Je voudrais tout d'abord insister sur l'importance que la commission des lois attache à cet amendement, tout en précisant, pour que les choses soient claires, que la commission des lois est néanmoins favorable au renforcement des pouvoirs de la HALDE, à des fins de sanction effective des discriminations.
Comme le disait notre collègue David Assouline, il y a en moyenne, dans notre pays, quarante condamnations contentieuses par an en matière de discrimination, ce qui, mes chers collègues, est tout à fait insignifiant à l'échelle de notre République.
La commission des lois relève toutefois que les infractions de discrimination relèvent essentiellement de la justice pénale.
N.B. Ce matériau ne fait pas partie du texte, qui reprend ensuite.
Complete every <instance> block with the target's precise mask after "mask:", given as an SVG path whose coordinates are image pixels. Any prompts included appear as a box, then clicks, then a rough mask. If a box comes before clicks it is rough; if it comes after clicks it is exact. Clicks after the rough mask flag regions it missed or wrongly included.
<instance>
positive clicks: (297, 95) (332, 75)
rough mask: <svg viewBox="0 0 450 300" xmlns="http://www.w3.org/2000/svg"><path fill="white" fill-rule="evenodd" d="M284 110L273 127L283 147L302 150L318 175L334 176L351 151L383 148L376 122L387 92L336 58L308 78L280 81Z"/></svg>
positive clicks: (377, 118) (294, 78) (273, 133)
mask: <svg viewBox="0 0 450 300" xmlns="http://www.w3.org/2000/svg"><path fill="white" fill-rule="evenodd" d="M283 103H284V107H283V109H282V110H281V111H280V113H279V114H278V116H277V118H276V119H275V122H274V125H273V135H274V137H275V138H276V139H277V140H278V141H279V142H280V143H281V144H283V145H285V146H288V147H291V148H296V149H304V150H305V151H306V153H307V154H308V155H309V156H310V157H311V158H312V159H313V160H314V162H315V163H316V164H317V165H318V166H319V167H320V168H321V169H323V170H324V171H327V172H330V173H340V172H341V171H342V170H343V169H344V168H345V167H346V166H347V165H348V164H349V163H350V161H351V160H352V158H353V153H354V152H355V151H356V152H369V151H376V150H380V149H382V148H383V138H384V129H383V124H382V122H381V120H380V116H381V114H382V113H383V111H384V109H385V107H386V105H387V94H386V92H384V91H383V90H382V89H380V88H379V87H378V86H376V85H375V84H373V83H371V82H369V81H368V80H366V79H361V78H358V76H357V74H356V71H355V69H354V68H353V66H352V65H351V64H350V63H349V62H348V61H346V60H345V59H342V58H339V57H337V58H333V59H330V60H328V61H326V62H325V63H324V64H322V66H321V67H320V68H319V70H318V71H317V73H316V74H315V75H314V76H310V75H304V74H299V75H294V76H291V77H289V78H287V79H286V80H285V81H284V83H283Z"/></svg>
Pour autant, le projet de loi, tel qu'il est rédigé, confie à la HALDE le pouvoir d'apprécier et de sanctionner des éléments constitutifs d'infractions pénales.
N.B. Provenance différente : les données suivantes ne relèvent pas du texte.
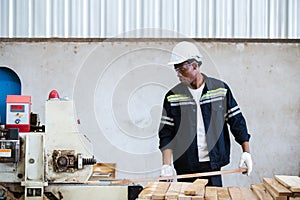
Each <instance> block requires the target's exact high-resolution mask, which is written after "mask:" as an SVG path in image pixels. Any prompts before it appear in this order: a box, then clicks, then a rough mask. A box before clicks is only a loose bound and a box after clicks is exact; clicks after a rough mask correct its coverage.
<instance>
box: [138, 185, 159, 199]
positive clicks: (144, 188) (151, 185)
mask: <svg viewBox="0 0 300 200" xmlns="http://www.w3.org/2000/svg"><path fill="white" fill-rule="evenodd" d="M157 184H158V182H150V183H148V184H147V185H146V186H145V187H144V189H143V190H142V191H141V192H140V194H139V196H138V198H139V199H151V198H152V194H153V192H154V191H155V189H156V187H157Z"/></svg>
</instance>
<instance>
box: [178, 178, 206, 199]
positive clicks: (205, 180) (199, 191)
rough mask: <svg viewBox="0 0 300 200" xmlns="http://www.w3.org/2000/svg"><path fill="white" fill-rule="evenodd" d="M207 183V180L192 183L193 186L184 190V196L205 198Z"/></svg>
mask: <svg viewBox="0 0 300 200" xmlns="http://www.w3.org/2000/svg"><path fill="white" fill-rule="evenodd" d="M207 183H208V180H207V179H197V180H195V181H194V182H193V183H192V185H190V186H189V187H188V188H187V189H186V190H184V194H185V195H192V196H195V195H197V196H200V197H204V191H205V185H206V184H207Z"/></svg>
Or une telle compétence excède largement les attributions reconnues jusqu'à ce jour aux autorités administratives qui, c'est vrai, cher collègue Mélenchon, prolifèrent depuis quelques années.
Ces autorités, lorsqu'elles sont dotées d'un pouvoir de sanction, l'exercent en effet pour réprimer des manquements à des législations sectorielles dont elles ont la charge et non pas pour sanctionner des atteintes à la personne humaine définies par le code pénal.
Par exemple, le Conseil de la concurrence sanctionne les manquements au code de commerce en matière de concurrence, et l'on pourrait de la même façon citer la Commission nationale de l'informatique et des libertés, la Commission d'accès aux documents administratifs ou encore la Commission bancaire.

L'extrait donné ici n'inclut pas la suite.